On quality, Electromedical Technologies scores 26/100 on Intrinsiqq's quality scorecard (a lower-quality business on these measures), weighing growth, margins, returns on capital, share count, and balance-sheet strength. All figures are computed from SEC filings; read the full . This is analysis, not investment advice.
Electromedical Technologies scores 26 out of 100 on Intrinsiqq's quality score, a weighted blend of 6 metrics each scored 0 to 100, which makes it a lower-quality business on these measures. Recent fundamentals include a -109.6% operating margin and a -74.1% return on invested capital. The score weighs revenue and free-cash-flow growth, operating margins, return on invested capital, share-count change, and balance-sheet strength, all computed from SEC filings, not opinion. Because valuation only means something relative to quality, the full metric-by-metric breakdown is on the quality scorecard.

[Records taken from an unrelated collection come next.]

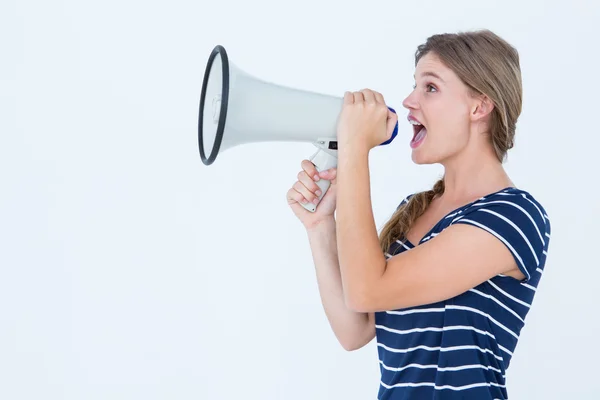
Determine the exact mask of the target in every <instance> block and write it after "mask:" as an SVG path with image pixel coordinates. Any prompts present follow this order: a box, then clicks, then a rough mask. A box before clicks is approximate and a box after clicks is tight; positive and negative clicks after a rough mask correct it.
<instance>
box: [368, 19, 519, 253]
mask: <svg viewBox="0 0 600 400" xmlns="http://www.w3.org/2000/svg"><path fill="white" fill-rule="evenodd" d="M427 53H432V54H435V55H436V56H437V57H438V58H439V59H440V61H441V62H442V63H444V65H445V66H447V67H448V68H450V69H451V70H452V71H454V73H455V74H456V75H457V76H458V77H459V79H460V80H461V81H462V82H463V83H464V84H465V85H466V86H467V87H468V88H469V89H470V92H471V94H472V95H474V96H477V95H485V96H487V97H488V98H489V99H490V101H491V102H492V103H493V104H494V109H493V110H492V115H491V118H490V124H489V127H488V129H489V132H488V136H489V138H490V143H491V145H492V146H493V148H494V151H495V153H496V156H497V158H498V160H499V161H500V162H504V160H505V158H506V153H507V151H508V150H509V149H511V148H512V147H513V145H514V137H515V129H516V123H517V119H518V118H519V115H520V114H521V107H522V101H523V100H522V97H523V94H522V83H521V69H520V64H519V54H518V52H517V50H516V49H515V48H514V47H513V46H511V45H510V44H509V43H507V42H506V41H505V40H504V39H502V38H500V37H499V36H498V35H496V34H494V33H493V32H491V31H489V30H480V31H472V32H460V33H445V34H438V35H433V36H431V37H429V38H428V39H427V41H426V42H425V43H423V44H421V45H420V46H418V48H417V51H416V53H415V66H416V65H417V64H418V62H419V60H420V59H421V58H422V57H423V56H424V55H426V54H427ZM443 193H444V178H443V177H442V178H441V179H440V180H438V181H437V182H436V183H435V184H434V185H433V188H432V189H430V190H426V191H423V192H419V193H415V194H414V195H412V196H411V197H410V199H409V200H408V201H407V202H405V203H404V204H402V205H401V206H399V207H398V209H397V210H396V212H395V213H394V214H393V215H392V217H391V218H390V220H389V221H388V222H387V223H386V224H385V226H384V227H383V229H382V231H381V234H380V235H379V242H380V245H381V248H382V250H383V251H384V252H385V251H388V249H389V247H390V245H391V244H392V243H393V242H394V241H396V240H401V241H404V240H406V235H407V234H408V232H409V230H410V228H411V226H412V225H413V223H414V222H415V221H416V220H417V218H419V217H420V216H421V215H422V214H423V213H424V212H425V210H426V209H427V207H428V206H429V204H430V203H431V201H432V200H433V199H434V198H435V197H437V196H440V195H441V194H443Z"/></svg>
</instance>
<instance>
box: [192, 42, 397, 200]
mask: <svg viewBox="0 0 600 400" xmlns="http://www.w3.org/2000/svg"><path fill="white" fill-rule="evenodd" d="M343 103H344V99H343V97H336V96H331V95H326V94H321V93H316V92H311V91H306V90H299V89H293V88H290V87H286V86H281V85H276V84H273V83H270V82H266V81H264V80H261V79H258V78H256V77H254V76H252V75H249V74H248V73H246V72H244V71H242V70H241V69H239V68H237V67H236V66H235V65H234V64H233V63H232V62H231V61H230V60H229V57H228V55H227V52H226V51H225V48H224V47H223V46H221V45H217V46H215V48H214V49H213V50H212V52H211V54H210V56H209V58H208V63H207V65H206V70H205V72H204V79H203V81H202V90H201V92H200V108H199V112H198V147H199V150H200V158H201V159H202V162H203V163H204V164H205V165H211V164H212V163H213V162H214V161H215V159H216V158H217V155H218V154H220V153H221V152H223V151H225V150H227V149H230V148H232V147H234V146H237V145H240V144H243V143H252V142H270V141H291V142H310V143H313V144H314V145H315V146H316V147H317V151H316V152H315V153H314V154H313V155H312V156H311V157H310V158H309V160H310V161H311V162H312V163H313V164H315V167H316V168H317V170H318V171H322V170H326V169H329V168H333V167H336V166H337V138H336V136H337V134H336V127H337V120H338V117H339V114H340V112H341V111H342V106H343ZM390 110H391V111H393V112H395V111H394V109H392V108H390ZM397 133H398V124H396V127H395V129H394V132H393V133H392V137H391V138H390V139H389V140H387V141H386V142H384V143H382V145H386V144H389V143H390V142H391V141H392V140H394V138H395V137H396V135H397ZM316 183H317V185H318V186H319V188H320V189H321V195H320V196H319V199H318V202H320V201H321V199H322V198H323V196H324V195H325V193H326V192H327V189H329V185H330V182H329V181H328V180H325V179H320V180H319V181H318V182H316ZM318 202H317V204H318ZM317 204H314V203H309V204H302V203H301V205H302V206H303V207H304V208H305V209H307V210H308V211H311V212H314V211H315V210H316V208H317Z"/></svg>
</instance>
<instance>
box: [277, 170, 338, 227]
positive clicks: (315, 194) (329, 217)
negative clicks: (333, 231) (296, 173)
mask: <svg viewBox="0 0 600 400" xmlns="http://www.w3.org/2000/svg"><path fill="white" fill-rule="evenodd" d="M300 165H301V167H302V170H301V171H300V172H299V173H298V180H297V181H296V182H295V183H294V184H293V185H292V187H291V188H290V190H288V192H287V195H286V198H287V201H288V204H289V205H290V207H291V209H292V211H293V212H294V214H295V215H296V217H298V219H299V220H300V222H302V224H303V225H304V227H305V228H306V229H311V228H314V227H315V226H317V225H318V224H319V223H321V222H322V221H325V220H331V219H332V218H333V214H334V211H335V206H336V192H337V187H336V174H337V168H330V169H328V170H325V171H321V172H320V173H319V172H317V169H316V167H315V165H314V164H313V163H312V162H310V161H309V160H302V163H301V164H300ZM315 175H316V177H315ZM320 179H327V180H329V181H330V182H331V184H330V186H329V189H327V192H326V193H325V195H324V196H323V198H322V199H321V201H320V202H319V204H318V205H317V209H316V210H315V212H314V213H313V212H310V211H308V210H306V209H305V208H304V207H302V206H301V205H300V204H299V203H305V204H306V203H308V202H313V200H315V199H317V198H318V196H319V195H318V194H317V191H318V190H320V188H319V186H317V184H316V181H317V180H320Z"/></svg>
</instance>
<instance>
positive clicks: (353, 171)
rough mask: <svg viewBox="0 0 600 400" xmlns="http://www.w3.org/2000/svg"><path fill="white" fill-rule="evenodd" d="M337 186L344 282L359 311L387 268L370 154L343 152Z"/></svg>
mask: <svg viewBox="0 0 600 400" xmlns="http://www.w3.org/2000/svg"><path fill="white" fill-rule="evenodd" d="M337 184H338V198H337V211H336V212H337V240H338V251H339V263H340V269H341V276H342V283H343V287H344V290H345V291H346V296H347V298H348V303H349V305H350V306H351V307H352V308H353V309H359V308H361V307H362V306H363V304H364V303H365V302H368V301H369V298H370V297H371V292H372V291H373V290H376V287H377V281H378V280H379V278H380V277H381V276H382V275H383V272H384V271H385V265H386V260H385V256H384V254H383V252H382V250H381V247H380V245H379V238H378V235H377V228H376V226H375V220H374V217H373V210H372V204H371V185H370V178H369V160H368V151H366V150H360V149H346V151H340V153H339V159H338V175H337Z"/></svg>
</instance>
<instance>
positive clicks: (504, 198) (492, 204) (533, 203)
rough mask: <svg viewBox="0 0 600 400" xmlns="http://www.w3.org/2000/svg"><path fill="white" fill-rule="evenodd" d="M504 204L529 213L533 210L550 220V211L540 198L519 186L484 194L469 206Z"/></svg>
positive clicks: (493, 205)
mask: <svg viewBox="0 0 600 400" xmlns="http://www.w3.org/2000/svg"><path fill="white" fill-rule="evenodd" d="M503 205H504V206H507V207H509V208H508V209H512V208H515V209H518V210H521V211H526V212H528V213H529V212H532V213H534V214H537V215H539V217H540V218H542V219H544V220H549V217H548V213H547V211H546V209H545V208H544V206H543V204H542V203H541V202H540V201H539V200H538V198H536V196H534V195H533V194H532V193H531V192H529V191H528V190H526V189H523V188H518V187H508V188H504V189H502V190H498V191H496V192H493V193H490V194H488V195H486V196H482V197H480V198H479V199H478V200H476V201H474V202H472V203H471V204H470V205H469V207H468V208H471V209H480V208H482V207H484V208H485V207H486V206H503ZM465 211H466V210H465Z"/></svg>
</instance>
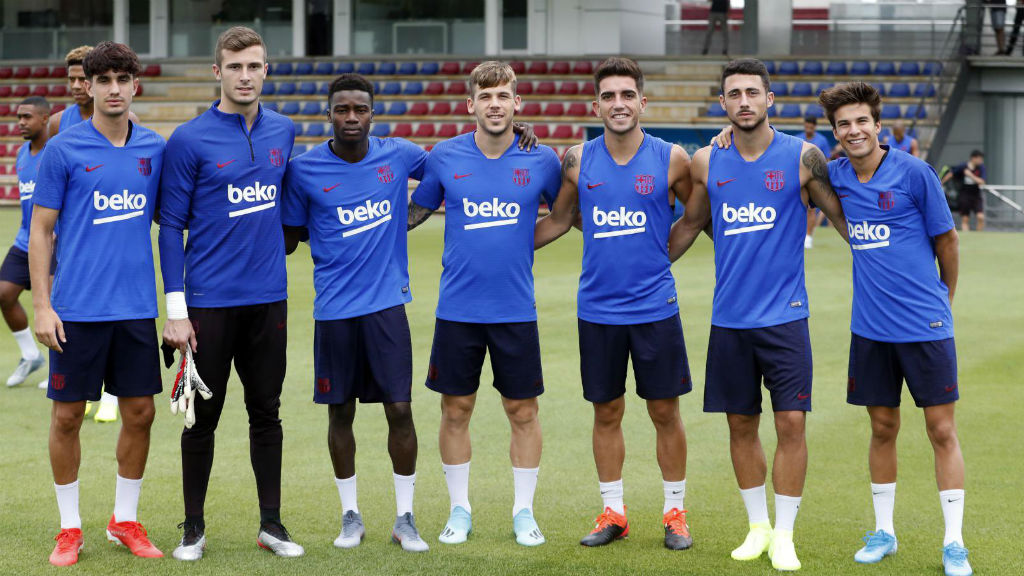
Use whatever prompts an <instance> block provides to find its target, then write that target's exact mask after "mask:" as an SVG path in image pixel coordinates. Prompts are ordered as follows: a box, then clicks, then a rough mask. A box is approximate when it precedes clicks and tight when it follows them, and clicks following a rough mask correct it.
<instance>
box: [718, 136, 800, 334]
mask: <svg viewBox="0 0 1024 576" xmlns="http://www.w3.org/2000/svg"><path fill="white" fill-rule="evenodd" d="M803 146H804V140H803V139H802V138H797V137H794V136H790V135H787V134H783V133H782V132H779V131H777V130H775V134H774V137H773V138H772V141H771V143H770V145H769V146H768V150H766V151H765V152H764V154H762V155H761V157H760V158H758V159H757V160H755V161H753V162H748V161H745V160H743V158H742V157H741V156H740V155H739V153H738V152H737V151H736V148H735V147H731V148H729V149H728V150H720V149H718V148H717V147H714V146H713V147H712V149H711V160H710V165H709V170H708V197H709V199H710V200H711V210H712V215H711V217H712V227H713V228H714V231H715V301H714V305H713V306H712V317H711V323H712V324H713V325H715V326H720V327H723V328H740V329H743V328H764V327H768V326H777V325H779V324H785V323H787V322H793V321H795V320H801V319H804V318H807V317H808V316H809V311H808V306H807V289H806V288H805V286H804V236H805V234H806V229H807V206H805V205H804V203H803V201H802V200H801V196H800V188H801V187H800V154H801V149H802V148H803Z"/></svg>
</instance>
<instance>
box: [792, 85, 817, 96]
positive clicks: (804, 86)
mask: <svg viewBox="0 0 1024 576" xmlns="http://www.w3.org/2000/svg"><path fill="white" fill-rule="evenodd" d="M813 94H814V92H812V91H811V83H810V82H794V83H793V86H792V87H791V88H790V95H791V96H810V95H813Z"/></svg>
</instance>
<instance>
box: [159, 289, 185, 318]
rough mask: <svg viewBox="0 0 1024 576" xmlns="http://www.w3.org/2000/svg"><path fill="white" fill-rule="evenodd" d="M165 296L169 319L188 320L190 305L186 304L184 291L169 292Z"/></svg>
mask: <svg viewBox="0 0 1024 576" xmlns="http://www.w3.org/2000/svg"><path fill="white" fill-rule="evenodd" d="M164 296H165V297H166V298H167V319H168V320H188V306H187V305H186V304H185V293H184V292H168V293H167V294H164Z"/></svg>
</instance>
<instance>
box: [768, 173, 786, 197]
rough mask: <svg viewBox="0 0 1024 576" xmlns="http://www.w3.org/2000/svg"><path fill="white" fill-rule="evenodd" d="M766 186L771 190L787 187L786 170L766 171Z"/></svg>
mask: <svg viewBox="0 0 1024 576" xmlns="http://www.w3.org/2000/svg"><path fill="white" fill-rule="evenodd" d="M765 188H766V189H768V190H769V191H771V192H778V191H780V190H782V189H783V188H785V172H783V171H782V170H768V171H767V172H765Z"/></svg>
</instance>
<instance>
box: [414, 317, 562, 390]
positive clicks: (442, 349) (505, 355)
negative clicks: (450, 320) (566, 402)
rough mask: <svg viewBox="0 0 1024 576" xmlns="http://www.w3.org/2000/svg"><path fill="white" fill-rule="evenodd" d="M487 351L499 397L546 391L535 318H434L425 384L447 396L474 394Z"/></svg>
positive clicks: (539, 337) (539, 343)
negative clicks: (533, 318)
mask: <svg viewBox="0 0 1024 576" xmlns="http://www.w3.org/2000/svg"><path fill="white" fill-rule="evenodd" d="M486 353H490V369H492V371H493V372H494V374H495V384H494V385H495V388H497V389H498V392H499V393H501V395H502V396H503V397H505V398H511V399H515V400H521V399H525V398H536V397H538V396H541V395H542V394H544V376H543V375H542V374H543V373H542V369H541V336H540V334H539V333H538V329H537V322H536V321H535V322H504V323H500V324H478V323H471V322H453V321H450V320H442V319H440V318H438V319H437V321H436V324H435V325H434V343H433V345H432V346H431V349H430V367H429V368H428V369H427V387H428V388H430V389H432V390H434V392H439V393H441V394H446V395H449V396H469V395H471V394H476V390H477V389H478V388H479V387H480V369H481V368H482V367H483V357H484V355H485V354H486Z"/></svg>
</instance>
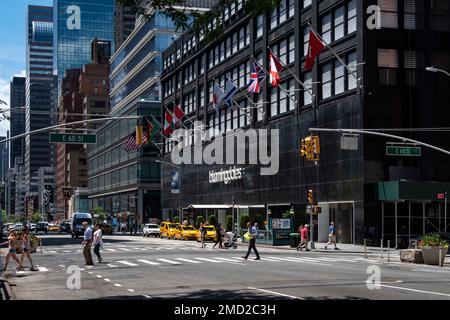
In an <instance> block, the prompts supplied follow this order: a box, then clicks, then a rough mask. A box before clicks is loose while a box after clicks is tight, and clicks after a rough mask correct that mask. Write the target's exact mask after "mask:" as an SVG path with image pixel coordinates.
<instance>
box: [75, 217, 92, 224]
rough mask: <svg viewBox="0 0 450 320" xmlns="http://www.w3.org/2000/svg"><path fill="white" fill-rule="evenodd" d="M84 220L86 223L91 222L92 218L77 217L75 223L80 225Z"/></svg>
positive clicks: (90, 222)
mask: <svg viewBox="0 0 450 320" xmlns="http://www.w3.org/2000/svg"><path fill="white" fill-rule="evenodd" d="M85 221H86V222H87V223H88V224H92V219H90V218H78V219H76V220H75V222H76V224H77V225H81V224H83V222H85Z"/></svg>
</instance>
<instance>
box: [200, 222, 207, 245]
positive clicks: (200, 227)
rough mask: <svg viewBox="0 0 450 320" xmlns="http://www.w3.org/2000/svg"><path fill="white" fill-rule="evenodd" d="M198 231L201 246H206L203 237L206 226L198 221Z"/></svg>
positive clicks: (204, 237) (204, 239)
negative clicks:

That depends on valuation and quality together, not either alone. you should weigh EMED's valuation and scores 26/100 on quality (lower-quality). A cheap price is only a bargain if the business is durable, and a premium can be justified by genuine quality, so the two questions, "is it cheap?" and "is it good?", only make sense side by side. Read the valuation against the quality scorecard, run the DCF on your own assumptions, and decide for yourself. This is analysis from SEC filings, not investment advice.